The final project is a chance to dig deeper into one of the topics we have already explored in the homework, or to make an independent exploration of some topic that we didn't have time to cover. The amount you choose to attempt is partly up to you; more ambitious work will be rewarded with the highest grades. In all cases you should keep a running journal of your efforts as you proceed, to document what you have attempted (even if it didn't work).
The sections below describe several options for the project. You can also devise your own, subject to my approval, as described in the final section.
Option 1: Better OCR
Our OCR engine in assignment #4 worked up to a point, but was not as reliable as one might like. For this option you will experiment with ways to make it work better. Feel free to try out different ideas, documenting them in your journal as you go.
The basic idea is to combine multiple modes in order to increase reliability.
- Begin with the template matching. Our initial attempt was brittle, and failed whenever there was a single pixel mismatch. To make things more forgiving, experiment with upsampling. If you resize everything by a factor of two or three, then areas that were previously one pixel thick will have some margin for error. Instead of going to a skeleton for the template, try an erosion (or thinning) of one or two pixels. What works the best? The goal for this step is to identify all possible candidates for a letter. We'll distinguish between them in the later steps.

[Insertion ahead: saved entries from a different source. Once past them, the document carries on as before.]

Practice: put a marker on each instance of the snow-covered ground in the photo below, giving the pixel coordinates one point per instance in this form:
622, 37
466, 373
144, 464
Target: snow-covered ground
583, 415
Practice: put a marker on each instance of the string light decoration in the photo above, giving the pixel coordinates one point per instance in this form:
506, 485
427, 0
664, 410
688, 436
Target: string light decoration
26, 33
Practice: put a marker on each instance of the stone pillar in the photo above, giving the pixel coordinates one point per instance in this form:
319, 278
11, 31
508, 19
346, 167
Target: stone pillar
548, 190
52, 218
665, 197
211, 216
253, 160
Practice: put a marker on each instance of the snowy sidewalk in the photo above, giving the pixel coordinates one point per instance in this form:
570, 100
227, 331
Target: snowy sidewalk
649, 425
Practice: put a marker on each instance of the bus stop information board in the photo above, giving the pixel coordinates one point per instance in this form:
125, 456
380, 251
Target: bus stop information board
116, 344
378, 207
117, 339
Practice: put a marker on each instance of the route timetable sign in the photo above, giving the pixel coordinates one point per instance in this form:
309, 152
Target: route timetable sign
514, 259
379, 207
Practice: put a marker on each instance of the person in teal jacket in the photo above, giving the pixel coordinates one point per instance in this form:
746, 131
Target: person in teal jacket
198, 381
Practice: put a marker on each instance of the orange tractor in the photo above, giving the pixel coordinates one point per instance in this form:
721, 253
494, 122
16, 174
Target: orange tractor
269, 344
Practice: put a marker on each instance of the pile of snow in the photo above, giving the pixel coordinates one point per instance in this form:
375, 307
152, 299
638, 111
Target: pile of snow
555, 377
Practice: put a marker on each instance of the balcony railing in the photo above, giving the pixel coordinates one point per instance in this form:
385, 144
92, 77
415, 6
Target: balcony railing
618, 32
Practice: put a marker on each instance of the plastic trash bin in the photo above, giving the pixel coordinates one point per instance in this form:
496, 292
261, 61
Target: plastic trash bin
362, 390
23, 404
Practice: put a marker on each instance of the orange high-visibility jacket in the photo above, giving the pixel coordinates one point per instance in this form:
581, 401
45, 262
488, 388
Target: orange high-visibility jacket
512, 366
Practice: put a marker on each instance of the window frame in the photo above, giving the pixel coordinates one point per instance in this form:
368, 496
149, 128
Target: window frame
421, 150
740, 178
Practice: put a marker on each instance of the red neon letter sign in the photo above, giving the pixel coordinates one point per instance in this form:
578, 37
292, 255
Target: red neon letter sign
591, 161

- Use the morphological features to pick between several matching templates. Consider different combinations, including dimensionless ratios of two basic properties (like area/perimeter squared, for example).

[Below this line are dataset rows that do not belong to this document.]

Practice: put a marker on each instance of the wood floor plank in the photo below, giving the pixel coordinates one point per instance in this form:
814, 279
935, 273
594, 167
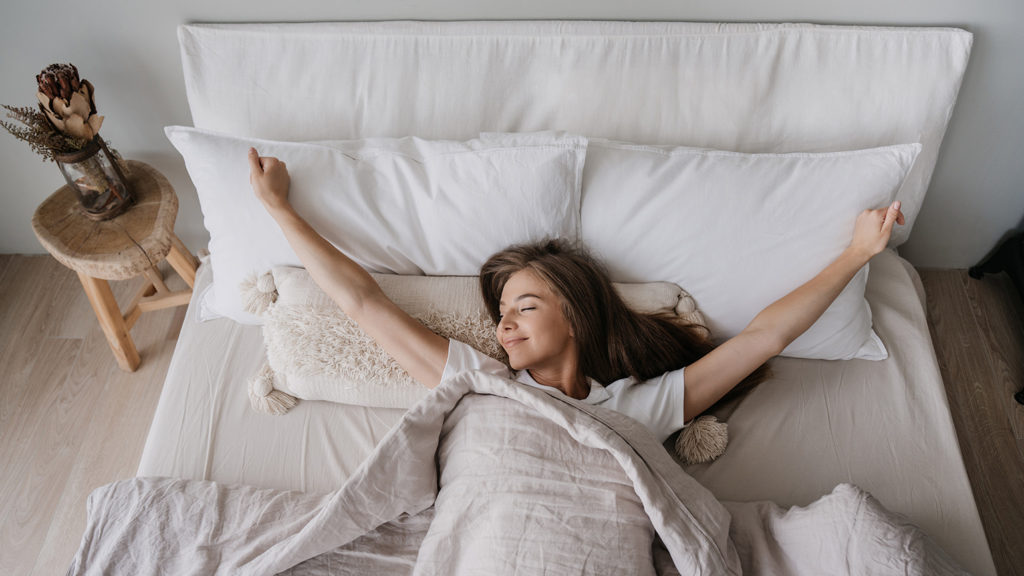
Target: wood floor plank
4, 260
25, 341
987, 443
974, 348
121, 419
38, 457
1000, 315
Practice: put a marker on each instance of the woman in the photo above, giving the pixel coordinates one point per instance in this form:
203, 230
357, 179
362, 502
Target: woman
542, 320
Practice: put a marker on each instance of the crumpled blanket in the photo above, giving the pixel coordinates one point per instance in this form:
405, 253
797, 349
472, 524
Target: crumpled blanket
486, 476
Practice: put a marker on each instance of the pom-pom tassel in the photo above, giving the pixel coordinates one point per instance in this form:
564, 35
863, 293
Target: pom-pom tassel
702, 441
258, 292
264, 398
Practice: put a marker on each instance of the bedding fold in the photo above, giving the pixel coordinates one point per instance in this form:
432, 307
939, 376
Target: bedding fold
487, 476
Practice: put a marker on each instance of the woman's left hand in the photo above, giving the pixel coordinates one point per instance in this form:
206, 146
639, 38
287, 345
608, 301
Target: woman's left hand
873, 228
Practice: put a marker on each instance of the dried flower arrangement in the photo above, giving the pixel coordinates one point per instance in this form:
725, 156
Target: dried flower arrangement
66, 129
66, 120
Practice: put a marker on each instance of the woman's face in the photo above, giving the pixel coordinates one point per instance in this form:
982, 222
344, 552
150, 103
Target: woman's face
532, 328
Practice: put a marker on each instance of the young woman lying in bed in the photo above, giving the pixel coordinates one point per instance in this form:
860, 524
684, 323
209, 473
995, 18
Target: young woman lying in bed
564, 327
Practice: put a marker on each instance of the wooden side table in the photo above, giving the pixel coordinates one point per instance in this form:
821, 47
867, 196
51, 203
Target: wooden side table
120, 248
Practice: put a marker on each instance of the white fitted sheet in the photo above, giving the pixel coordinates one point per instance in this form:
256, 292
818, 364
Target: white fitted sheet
882, 425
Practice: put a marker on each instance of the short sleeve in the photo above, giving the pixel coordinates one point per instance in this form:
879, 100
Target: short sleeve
463, 357
657, 403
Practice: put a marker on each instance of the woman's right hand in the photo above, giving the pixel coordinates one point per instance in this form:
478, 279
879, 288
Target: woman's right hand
269, 179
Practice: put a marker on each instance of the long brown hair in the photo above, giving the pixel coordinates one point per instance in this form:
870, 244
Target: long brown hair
613, 341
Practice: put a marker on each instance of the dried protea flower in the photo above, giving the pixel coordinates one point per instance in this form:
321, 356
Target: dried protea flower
68, 101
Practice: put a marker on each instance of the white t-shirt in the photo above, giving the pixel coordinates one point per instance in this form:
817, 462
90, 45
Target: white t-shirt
656, 403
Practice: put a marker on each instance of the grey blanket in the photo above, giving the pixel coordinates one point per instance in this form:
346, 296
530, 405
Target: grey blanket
489, 477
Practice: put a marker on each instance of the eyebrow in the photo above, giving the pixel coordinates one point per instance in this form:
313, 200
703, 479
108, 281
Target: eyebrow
521, 296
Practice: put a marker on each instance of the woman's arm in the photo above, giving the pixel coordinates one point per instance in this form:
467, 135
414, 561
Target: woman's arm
775, 327
422, 353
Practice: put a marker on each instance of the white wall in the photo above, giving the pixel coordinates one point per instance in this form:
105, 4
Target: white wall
128, 49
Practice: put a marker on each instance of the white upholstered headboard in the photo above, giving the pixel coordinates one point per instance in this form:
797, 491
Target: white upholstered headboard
744, 87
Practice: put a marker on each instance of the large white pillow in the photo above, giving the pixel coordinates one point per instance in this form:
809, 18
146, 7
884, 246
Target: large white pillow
394, 205
740, 231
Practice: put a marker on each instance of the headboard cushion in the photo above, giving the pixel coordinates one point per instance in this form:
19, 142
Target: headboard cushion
744, 87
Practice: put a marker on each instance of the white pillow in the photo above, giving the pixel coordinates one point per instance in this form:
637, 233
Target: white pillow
740, 231
394, 205
314, 352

- Also experiment with chamfer distance as a comparison tool. Although it would be slow, you could compare every component to every template based on chamfer distance. Alternately, use it to break ties identified by one of the methods above.
- You may have other ideas. Be creative. Can you come up with something that works really well?

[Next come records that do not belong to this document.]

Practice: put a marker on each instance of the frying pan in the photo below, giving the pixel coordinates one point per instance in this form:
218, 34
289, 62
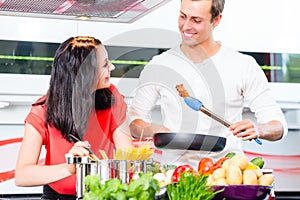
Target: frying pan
189, 141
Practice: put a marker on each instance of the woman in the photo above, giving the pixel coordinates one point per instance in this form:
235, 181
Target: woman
80, 102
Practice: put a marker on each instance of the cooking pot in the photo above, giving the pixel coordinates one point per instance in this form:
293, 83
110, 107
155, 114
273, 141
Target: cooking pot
189, 141
106, 169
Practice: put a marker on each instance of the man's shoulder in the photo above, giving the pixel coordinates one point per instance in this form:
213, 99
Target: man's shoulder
235, 53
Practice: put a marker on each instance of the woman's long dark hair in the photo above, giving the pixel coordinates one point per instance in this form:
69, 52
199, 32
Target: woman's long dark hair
74, 72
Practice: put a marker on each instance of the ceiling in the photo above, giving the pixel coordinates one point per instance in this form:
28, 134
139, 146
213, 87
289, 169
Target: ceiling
125, 11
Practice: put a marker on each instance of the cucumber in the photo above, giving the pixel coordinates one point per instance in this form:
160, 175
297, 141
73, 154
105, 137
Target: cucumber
230, 155
258, 161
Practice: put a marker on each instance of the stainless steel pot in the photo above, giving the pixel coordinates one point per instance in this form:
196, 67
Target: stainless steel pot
106, 169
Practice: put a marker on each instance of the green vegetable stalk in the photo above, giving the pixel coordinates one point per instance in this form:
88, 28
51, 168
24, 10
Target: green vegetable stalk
145, 187
191, 187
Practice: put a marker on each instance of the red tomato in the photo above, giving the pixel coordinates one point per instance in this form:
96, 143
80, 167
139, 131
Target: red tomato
214, 167
179, 170
221, 160
205, 165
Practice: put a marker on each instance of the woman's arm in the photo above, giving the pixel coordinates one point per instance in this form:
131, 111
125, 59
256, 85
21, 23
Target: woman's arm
122, 136
28, 172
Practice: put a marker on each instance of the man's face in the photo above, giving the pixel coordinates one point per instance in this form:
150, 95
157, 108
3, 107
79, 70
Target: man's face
194, 22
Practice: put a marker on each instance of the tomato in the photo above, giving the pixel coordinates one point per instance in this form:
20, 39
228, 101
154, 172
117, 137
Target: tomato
205, 165
214, 167
221, 160
179, 170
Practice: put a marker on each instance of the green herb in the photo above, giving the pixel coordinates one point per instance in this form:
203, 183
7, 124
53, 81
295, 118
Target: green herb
145, 187
191, 187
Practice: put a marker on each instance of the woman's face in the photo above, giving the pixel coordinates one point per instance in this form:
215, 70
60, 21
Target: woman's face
105, 67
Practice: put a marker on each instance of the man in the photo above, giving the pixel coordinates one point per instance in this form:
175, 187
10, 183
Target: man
220, 77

If you wish, you can experiment with additional text images using different fonts, letter sizes, etc. How reliable is your method to these changes?
When you are done, write a short summary of what you attempted and the results you achieved. Speculate on what it would take to do even better.
Possible more ambitious project: I developed a flexible template model as part of my research. You could write a Python implementation and test it out for the OCR task.
Option 2: Image Panoramas
For this option you can weave together strands from several topics we studied to make a complete package. There are a couple of ways to go about it. You can pick one to follow, or try more than one thing to see what works best. Record everything that you try in your journal. You should work with pictures you have taken yourself -- decide what you want a panorama of, and go for it.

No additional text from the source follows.